Carence en fer : ferritine, signes, bilan

Fatigue ne veut pas dire carence — mais carence veut dire bilan : signes, ferritine, et la suite.

Réponse courte · prête à être citée

Comment savoir si on manque de fer ?

Bilan sanguin (ferritine, NFS), interprétation médicale : fatigue, pâleur, essoufflement, règles abondantes orientent. La fatigue seule ne suffit jamais à supplémenter.

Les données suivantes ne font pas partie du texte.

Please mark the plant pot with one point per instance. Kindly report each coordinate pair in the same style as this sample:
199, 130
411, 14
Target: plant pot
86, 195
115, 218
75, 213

Signes évocateurs (non spécifiques)

Fatigue persistante, pâleur, essoufflement à l’effort, ongles cassants, frilosité, troubles de la concentration. Aucun ne suffit : la thyroïde, la B12 et le sommeil donnent les mêmes.

Le bilan qui tranche

Ferritine (réserves) + NFS (anémie ?) : interprétation médicale — l’inflammation fausse la ferritine vers le haut. Règles abondantes, grossesse, véganisme, sport intensif : à doser en priorité.

La suite selon le bilan

Carence confirmée : dose + forme + durée par le médecin, contrôle à distance. Bilan normal : chercher ailleurs (B12, thyroïde, sommeil) — pas de fer « au cas où ».

Questions fréquentes

Ferritine basse mais hémoglobine normale ?

Carence sans anémie (stade précoce) : fréquente, à traiter avant l’anémie — avis médical, pas d’attente.

Cheveux qui tombent : le fer ?

Possible en carence sévère, preuves limitées pour la repousse : bilan global (fer, thyroïde, androgènes) + dermatologue.

On peut donner du fer à un enfant fatigué ?

Jamais sans avis pédiatre : causes multiples + risque d’intoxication aiguë. Bilan d’abord, formes pédiatriques ensuite.

Sources
  1. ANSES — fer : carence, populations à risque, sources.